Des rapports récents d’ONG internationales comme Amnesty International ont récemment fait état de cas de tortures et d’enlèvements au Maroc, et ce au lendemain des attentats du 16 mai. Comment le CCDH réagit-il à de telles informations ?

Je voudrais d’abord m’inscrire en faux et dénoncer ce type d’amalgames, malheureusement monnaie courante chez beaucoup de groupes internationaux ou de petits groupes marocains, des activistes qui se mélangent un peu les pattes. Il n’est pas sérieux de faire croire qu’il y a la reproduction de violations graves du passé et de parler tous azimuts de disparitions forcées. Il faut bien cadrer les choses. Il y a eu des dépassements dans l’application d’un certain nombre de règles de droit dans les arrestations, les gardes à vue, dans certaines procédures de procès.

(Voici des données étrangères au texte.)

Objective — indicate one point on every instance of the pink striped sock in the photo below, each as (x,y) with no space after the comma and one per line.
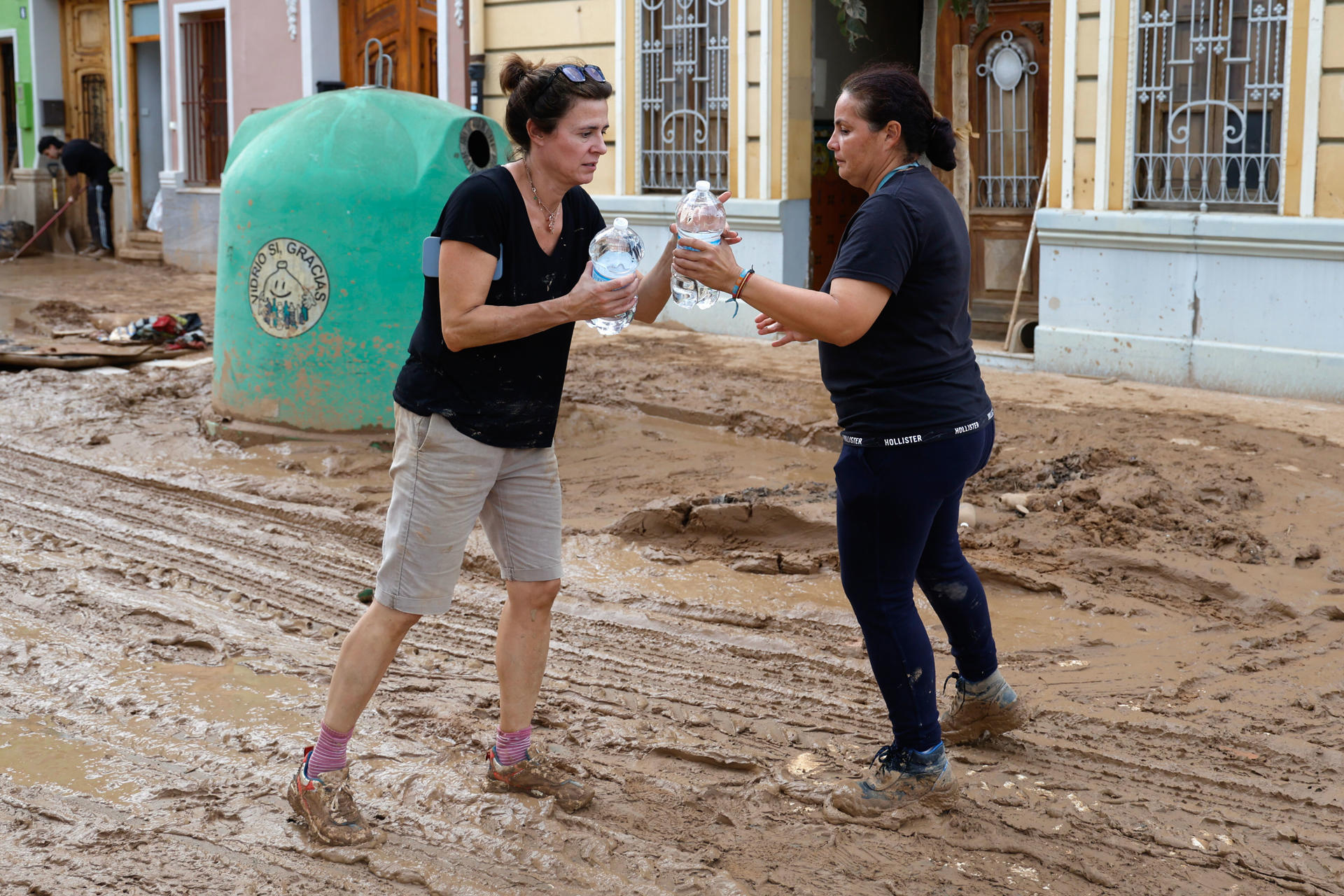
(511,746)
(330,752)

Il y a eu des cas de torture que nous avons recensés. Ce sont des cas très limités et connus. Cela ne réduit pas la gravité de la chose mais ce sont des cas ponctuels et isolés et sur lesquels nous travaillons. Il faut un travail de conscientisation, inciter le gouvernement à communiquer, et ne pas se taire sur ces amalgames. “ Les leçons des petites mafias qui se présentent en ONG ”

Comment l’ancienne victime des années de plomb que vous êtes vit-elle la situation des droits de l’Homme aujourd’hui au Maroc ? Pensez-vous qu’il y a évolution ou au contraire recul ?

Je pense qu’il y a une très grande évolution dans l’approche, la mise en application progressive des garanties respectueuses des droits de l’Homme. Personne ne peut le nier. Tous les chantiers sont ouverts.

Lorsqu’on se limite à la version libérale et normative des droits de l’Homme et qu’on veut grossir quelques dépassements pour faire le portrait de l’évolution des droits de l’Homme. Je pense que ceci est injuste. Si l’on parle de droits de l’Homme indivisibles et interdépendants, je voudrais que l’on se rappelle que nous avons des avancées importantes en matière de justice sociale. Ils sont encore incomplets mais c’est une démarche qui témoigne d’une volonté d’intégrer cette dimension sociale de la construction démocratique dans ce processus. Il y a aussi l’approche sociétale : je fais référence aux droits de la femme, le droit à la culture et l’identité berbère. Certains n’ont pas encore saisi la dimension de ces réformes fondamentales. Vue sous cet angle, l’évolution des droits de l’Homme est importante. Vue sous l’angle restrictif des agences de presse, des petites mafias qui se présentent comme des ONG, de militants des droits de l’Homme, l’image est réductrice. On ne peut pas accepter ce genre de leçons.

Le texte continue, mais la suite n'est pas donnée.